Contributions. This paper presents a privacy-preserving query mechanism that allows an external client 
to collect readings from sensors of his interests without leaking their identities to adversaries including the 
network operator. Our scheme is based on a technique similar to onion routing [33]. However, it is necessary 
to overcome several obstacles in order to integrate onion routing with sensor networks, such as the constraints 
of computation overhead and the packet length, or the presence of multiple malicious nodes in the network. 
We analyze the security and performance of the mechanism and provide analytical results to show both its 
effectiveness and its limited overhead. 

The rest of the paper is organized as follows. We discuss related work in the next section. Our system 
setting is described Section 3, followed by the problem definition in Section 4. Section 5 presents a new 
privacy-preserving query protocol for generic WSNs. Its security and performance are analyzed in Section 6. 
We then present two extensions in Section 7. The results are summarized in Section 8. 

2 Related Work 

Techniques for anonymous communication across untrusted networks date back to Chaum's pioneering work 
on MixNets [10]. Today's state-of-the-art is exemplified by TOR [14]. TOR is geared for low-latency syn- 
chronous communication over the Internet and is based on the so-called Onion Routing principle [33] . In this 
scheme, each router can only identify the previous and the next hop along a route.

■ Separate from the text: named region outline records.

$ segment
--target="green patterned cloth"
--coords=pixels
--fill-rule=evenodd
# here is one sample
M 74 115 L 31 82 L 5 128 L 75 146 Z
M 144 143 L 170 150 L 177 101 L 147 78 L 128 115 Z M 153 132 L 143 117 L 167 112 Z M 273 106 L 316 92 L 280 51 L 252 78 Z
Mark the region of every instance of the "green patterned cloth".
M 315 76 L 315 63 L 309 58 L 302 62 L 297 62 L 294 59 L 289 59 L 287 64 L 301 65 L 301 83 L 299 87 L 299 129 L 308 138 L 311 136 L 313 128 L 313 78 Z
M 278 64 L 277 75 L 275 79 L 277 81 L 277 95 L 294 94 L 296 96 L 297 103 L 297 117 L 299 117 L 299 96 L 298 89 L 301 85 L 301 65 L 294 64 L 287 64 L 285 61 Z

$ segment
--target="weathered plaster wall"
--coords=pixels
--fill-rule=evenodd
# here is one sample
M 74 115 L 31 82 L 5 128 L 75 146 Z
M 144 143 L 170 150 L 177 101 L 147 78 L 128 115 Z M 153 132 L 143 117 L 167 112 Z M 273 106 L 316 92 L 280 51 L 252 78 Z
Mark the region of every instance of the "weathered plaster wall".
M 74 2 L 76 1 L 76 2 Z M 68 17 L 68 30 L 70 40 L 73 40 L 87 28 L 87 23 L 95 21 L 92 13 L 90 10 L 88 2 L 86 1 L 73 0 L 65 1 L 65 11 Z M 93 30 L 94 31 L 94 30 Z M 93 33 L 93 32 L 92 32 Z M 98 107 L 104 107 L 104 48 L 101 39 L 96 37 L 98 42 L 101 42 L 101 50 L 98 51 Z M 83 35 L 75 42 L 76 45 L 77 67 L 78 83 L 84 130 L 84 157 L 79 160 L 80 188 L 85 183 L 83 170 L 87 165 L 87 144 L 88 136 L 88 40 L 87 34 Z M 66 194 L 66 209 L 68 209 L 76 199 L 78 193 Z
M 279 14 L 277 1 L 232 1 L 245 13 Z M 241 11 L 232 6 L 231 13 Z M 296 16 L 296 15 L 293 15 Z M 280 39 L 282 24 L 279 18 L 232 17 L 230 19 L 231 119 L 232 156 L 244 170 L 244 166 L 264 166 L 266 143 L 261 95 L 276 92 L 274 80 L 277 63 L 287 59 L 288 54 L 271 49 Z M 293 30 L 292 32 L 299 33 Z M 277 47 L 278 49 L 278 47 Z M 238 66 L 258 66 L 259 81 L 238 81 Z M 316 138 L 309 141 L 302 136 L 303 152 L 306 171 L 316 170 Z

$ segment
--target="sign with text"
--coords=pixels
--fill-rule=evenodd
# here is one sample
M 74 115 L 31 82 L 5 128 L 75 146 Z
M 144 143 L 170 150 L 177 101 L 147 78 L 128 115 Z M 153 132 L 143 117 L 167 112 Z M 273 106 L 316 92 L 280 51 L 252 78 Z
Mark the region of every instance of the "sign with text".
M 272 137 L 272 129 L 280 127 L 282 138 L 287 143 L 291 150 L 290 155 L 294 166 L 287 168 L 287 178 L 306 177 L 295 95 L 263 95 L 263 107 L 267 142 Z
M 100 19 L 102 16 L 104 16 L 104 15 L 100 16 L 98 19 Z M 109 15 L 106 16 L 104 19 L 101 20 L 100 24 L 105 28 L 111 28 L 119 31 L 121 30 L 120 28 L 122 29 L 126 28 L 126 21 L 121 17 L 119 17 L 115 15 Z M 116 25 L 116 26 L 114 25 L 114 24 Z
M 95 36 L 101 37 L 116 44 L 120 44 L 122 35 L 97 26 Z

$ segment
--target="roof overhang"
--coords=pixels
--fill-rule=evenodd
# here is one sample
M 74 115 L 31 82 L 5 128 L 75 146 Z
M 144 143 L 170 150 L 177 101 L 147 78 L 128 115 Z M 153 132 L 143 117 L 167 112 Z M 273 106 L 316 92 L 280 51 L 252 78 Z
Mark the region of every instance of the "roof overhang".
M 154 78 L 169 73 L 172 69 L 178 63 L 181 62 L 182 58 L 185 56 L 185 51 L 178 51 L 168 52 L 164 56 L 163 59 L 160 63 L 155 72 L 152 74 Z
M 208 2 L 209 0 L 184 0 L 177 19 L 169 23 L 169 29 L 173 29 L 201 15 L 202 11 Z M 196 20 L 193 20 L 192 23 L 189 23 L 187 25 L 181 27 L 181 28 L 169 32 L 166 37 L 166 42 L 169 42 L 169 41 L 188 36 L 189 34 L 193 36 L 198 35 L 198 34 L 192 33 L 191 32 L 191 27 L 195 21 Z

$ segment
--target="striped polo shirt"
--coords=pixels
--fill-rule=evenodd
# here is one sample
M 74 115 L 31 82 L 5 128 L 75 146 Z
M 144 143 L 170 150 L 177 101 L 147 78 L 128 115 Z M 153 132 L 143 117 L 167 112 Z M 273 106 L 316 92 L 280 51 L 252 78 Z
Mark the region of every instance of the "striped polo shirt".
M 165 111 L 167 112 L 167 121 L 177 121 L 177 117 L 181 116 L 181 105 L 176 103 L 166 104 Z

However, the sequence 
of routers must be selected and fixed at connection setup. This task is performed by a special entity (TOR 
proxy). 

Other notable prior work focused specifically on MANETs or WSNs. Secure Dynamic Distributed Routing 
(SDDR) protocol [15] uses Onion Routing to achieve route anonymity, but does not protect anonymity of 
source and destination. Anonymous On-Demand Routing (ANODR) is geared for ad hoc networks [22]; it 
supports untraceable routes or packet flows, with a roTite pseudonymity approach which decouples a node's 
location from its identity. ANODR is based on "broadcast with trapdoor information" : by embedding certain 
trapdoor information (known only to the receiver), data is delivered to the receiver but not to other members 
in the group. However, the identity of the destination is disclosed to nodes along the route and these nodes 
also gain knowledge of the number of hops from the source. Other interesting results include: SDAR [6] and 
MASK [39]. However, as pointed out in [35], all these schemes - including ANODR and SDDR - have a 
common drawback: a passive adversary monitoring all network traflic (without knowledge of any keys) can 
trace the route reply (RREP) message from destination back to the source. 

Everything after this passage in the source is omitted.